# Sparks and Shock even serieses



## Fordy74 (May 22, 2002)

I was hoping my Liberty and the Monarchs would close out today, oh well a couple of exciting game 3's on deck.


----------



## Lynx (Mar 6, 2004)

Go Sparks. :vbanana:


----------



## TRACIELOVESCOMETS (May 14, 2003)

Go Liberty!

Im real excited about the Monarchs and Sparks game 3


----------



## Bruno (Sep 15, 2003)

yeah this is will be a frenetic and great game i hope so and at in the end the Monarchs wins it .


----------



## 4ever_bball_fan (Aug 5, 2004)

What can you say about the effort of the LA Sparks yesterday? I could not help but count them out when Sacto got within a point...but there was Mabika with the big 3-pointers. And what else can you say about Christi Thomas? Somebody tell me why her name isn't mentioned in the discussions regarding the ROY? She has done absolutely everything they have asked of her. She made key rebounds and made key put backs when they needed them in the stretch yesterday. She is definitely not the most athletic of flashy player out there, but yesterday I could not help but say that she is the future of the Sparks. They have found a keeper.

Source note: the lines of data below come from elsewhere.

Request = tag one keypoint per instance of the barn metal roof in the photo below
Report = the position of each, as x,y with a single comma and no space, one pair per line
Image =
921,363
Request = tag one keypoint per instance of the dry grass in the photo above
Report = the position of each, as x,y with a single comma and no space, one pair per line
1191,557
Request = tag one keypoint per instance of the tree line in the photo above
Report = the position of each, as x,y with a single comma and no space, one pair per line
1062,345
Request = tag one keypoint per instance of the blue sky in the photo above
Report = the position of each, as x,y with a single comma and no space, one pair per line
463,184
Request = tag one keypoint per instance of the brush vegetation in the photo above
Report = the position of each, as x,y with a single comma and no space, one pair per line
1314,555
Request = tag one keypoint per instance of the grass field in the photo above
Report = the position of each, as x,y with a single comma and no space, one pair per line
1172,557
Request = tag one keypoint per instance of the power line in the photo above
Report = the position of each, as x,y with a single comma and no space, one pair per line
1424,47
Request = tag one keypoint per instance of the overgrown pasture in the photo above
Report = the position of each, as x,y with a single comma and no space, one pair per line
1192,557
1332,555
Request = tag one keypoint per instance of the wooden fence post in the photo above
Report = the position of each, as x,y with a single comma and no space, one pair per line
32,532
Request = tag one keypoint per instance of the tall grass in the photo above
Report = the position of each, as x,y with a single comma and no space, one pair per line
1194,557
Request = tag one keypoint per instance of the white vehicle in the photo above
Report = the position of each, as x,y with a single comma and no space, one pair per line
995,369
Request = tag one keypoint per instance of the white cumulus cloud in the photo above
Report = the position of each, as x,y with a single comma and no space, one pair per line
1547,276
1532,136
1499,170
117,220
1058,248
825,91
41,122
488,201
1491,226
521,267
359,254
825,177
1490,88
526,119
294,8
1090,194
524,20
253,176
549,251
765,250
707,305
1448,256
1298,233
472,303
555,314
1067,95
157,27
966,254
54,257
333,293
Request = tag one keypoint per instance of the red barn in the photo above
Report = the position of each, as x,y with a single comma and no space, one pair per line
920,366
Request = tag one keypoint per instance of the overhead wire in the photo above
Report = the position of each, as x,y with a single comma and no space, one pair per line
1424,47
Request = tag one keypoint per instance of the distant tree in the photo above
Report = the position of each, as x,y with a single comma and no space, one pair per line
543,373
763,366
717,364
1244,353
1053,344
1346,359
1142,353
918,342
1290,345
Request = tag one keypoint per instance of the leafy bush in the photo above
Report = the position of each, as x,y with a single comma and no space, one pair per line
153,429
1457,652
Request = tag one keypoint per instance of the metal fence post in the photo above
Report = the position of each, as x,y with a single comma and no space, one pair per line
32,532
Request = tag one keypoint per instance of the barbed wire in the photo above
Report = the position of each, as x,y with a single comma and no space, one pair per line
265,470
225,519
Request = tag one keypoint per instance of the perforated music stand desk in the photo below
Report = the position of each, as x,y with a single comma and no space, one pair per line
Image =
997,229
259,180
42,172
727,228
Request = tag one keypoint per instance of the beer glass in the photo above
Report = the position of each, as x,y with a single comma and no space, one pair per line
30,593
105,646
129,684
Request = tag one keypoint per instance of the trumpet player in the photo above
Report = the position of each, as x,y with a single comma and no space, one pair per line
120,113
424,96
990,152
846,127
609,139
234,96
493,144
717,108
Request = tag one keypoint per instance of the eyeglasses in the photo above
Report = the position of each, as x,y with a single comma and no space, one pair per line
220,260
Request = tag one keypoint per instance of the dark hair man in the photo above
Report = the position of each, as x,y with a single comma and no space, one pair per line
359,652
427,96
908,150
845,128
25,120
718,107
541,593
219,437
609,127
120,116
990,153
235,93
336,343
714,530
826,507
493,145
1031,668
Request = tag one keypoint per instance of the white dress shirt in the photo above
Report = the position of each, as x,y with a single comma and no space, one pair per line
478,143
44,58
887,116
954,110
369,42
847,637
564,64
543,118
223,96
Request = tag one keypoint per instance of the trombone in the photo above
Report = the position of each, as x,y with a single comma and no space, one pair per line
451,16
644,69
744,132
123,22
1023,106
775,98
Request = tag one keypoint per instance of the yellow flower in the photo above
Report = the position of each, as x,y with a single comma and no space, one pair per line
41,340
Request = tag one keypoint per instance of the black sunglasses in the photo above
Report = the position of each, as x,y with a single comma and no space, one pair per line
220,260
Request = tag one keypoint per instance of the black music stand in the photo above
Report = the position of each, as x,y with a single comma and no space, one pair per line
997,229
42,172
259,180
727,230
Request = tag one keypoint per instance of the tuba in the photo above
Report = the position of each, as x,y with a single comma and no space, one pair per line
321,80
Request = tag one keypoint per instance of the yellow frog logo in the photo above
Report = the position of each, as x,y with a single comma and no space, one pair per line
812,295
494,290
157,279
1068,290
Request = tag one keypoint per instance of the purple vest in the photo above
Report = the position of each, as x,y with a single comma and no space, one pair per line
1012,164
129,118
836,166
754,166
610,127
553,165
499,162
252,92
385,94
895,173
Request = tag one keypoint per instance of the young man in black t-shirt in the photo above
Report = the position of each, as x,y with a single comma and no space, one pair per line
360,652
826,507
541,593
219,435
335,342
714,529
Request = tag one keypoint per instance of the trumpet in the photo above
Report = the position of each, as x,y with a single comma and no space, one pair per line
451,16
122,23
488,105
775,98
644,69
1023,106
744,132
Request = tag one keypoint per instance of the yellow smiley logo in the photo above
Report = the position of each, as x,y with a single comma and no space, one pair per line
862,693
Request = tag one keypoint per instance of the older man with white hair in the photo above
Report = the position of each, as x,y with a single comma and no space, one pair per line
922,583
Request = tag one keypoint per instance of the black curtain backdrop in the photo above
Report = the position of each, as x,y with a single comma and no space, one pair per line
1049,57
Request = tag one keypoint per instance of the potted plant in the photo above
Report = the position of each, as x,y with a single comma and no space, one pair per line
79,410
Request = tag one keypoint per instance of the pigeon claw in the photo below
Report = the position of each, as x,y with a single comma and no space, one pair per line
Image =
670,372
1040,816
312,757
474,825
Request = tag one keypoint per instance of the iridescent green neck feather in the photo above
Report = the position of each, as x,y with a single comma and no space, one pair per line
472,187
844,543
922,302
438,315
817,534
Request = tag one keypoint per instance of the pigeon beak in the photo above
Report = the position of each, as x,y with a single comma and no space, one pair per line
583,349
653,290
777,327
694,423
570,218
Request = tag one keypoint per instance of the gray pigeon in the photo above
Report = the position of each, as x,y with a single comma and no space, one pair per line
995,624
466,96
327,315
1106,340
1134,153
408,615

If Sacramento can find a way to play the same way they did in Game One, Game Three will be a barn burner. LA is not going down without a fight. Whichever team wins this series, I feel sorry for either Seattle or Minnesota for having to face them. They will be battle ready, that is for sure.

Speaking of Seattle???? Can they do this thing this year with the team that they have? I look for lots of adjustments from McConnell-Serio tonight.


----------